First of all, to get more reponse you may want to start posting in the Newcomers section. Next thing to do is to buy the Divorce Remedy book. Read it thoroughly and start applying the principles contained in it immediately.

I'm still coming to terms with my WAW (Walk away wife) but with the support I've been getting on these boards and the principles contained in the DR book, I'm slowly coming to terms with my situation. Don't get me wrong, I still very want to get my W back but the main goal someone in our situation has to work on is becoming comfortable with yourself.

There are a few basic principles to Divorce Busting which you will here repeated on these boards time after time. Take note of them and follow that advice. It's invaluable. There are still plenty of people on here posting who have come out of the other side with a stronger relationship than they had before. The two that spring to mind immediately are Coach and Saffie. Look them up. They are very wise with their advice and always willing to give someone support. Also, look up Sandi2. She has compiled a fantastic list of do's and don'ts in divorce busting.

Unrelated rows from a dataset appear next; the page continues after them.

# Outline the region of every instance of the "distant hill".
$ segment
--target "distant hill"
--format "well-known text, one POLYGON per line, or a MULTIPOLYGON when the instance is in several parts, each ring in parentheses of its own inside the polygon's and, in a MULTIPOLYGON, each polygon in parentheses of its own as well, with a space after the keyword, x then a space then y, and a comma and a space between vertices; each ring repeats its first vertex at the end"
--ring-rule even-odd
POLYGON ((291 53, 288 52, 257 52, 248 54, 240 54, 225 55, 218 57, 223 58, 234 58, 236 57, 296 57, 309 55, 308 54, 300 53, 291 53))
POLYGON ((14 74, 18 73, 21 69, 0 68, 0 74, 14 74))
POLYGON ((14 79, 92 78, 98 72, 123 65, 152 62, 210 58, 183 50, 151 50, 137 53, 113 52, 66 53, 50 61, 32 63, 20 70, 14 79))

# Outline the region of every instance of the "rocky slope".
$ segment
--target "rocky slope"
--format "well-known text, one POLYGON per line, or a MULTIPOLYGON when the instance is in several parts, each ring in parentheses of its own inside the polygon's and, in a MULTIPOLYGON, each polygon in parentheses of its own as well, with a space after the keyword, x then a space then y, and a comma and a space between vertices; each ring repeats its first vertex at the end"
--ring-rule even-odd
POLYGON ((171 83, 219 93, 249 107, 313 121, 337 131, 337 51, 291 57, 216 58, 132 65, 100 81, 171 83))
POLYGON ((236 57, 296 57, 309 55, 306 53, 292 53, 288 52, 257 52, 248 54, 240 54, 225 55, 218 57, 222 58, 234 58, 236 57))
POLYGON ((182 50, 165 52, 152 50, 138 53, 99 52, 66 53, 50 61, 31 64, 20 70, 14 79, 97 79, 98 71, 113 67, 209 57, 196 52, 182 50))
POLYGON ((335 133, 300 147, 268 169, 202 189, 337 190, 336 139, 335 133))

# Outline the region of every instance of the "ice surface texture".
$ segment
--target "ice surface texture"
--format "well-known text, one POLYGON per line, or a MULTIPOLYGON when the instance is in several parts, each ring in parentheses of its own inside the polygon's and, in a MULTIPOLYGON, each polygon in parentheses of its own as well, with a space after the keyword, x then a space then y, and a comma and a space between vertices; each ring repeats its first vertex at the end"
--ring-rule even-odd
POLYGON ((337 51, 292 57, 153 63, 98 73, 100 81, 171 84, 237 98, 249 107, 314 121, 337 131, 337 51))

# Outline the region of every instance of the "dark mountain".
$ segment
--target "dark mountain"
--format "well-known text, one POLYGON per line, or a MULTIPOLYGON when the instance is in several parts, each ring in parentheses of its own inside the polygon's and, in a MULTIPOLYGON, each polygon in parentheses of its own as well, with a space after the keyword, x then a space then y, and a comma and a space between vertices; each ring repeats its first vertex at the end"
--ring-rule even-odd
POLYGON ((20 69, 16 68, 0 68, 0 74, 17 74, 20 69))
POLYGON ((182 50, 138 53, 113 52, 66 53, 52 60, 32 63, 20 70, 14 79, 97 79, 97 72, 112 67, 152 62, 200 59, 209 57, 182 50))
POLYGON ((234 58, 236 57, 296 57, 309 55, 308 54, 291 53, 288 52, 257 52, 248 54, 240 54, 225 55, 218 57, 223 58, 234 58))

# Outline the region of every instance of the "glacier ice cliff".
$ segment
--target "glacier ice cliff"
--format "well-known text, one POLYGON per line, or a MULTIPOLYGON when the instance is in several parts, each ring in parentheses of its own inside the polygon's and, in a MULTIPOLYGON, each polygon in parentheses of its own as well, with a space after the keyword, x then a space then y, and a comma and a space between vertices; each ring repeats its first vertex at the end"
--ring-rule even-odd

Basically, what it boils down to is that you need to work on yourself. You are the only person who you have the ability to change so start working from there. GAL (Get a Life) by going out and starting a new hobby or catching up with old friends. Do some 180's. This means do something which is the complete opposite from what you would normally do.

Your W is lost at the moment and she needs to find herself. Make yourself in to someone she will want to come back to. You shouldn't believe half of the things she says to you. They're said out of anger and confusion. It's good that you already say that her words are like water off a duck's back. That's a great way to remain.

So, keep posting, find yourself, and don't lose heart. There are many success stories within these boards where you can go if you need some encouragement. Good luck on your journey.

Kev


Me: 32, Wife: 22
Son: 2
Married: 2 years
Separated: January 5th 2009

Sometimes you have to become lost before you can find yourself.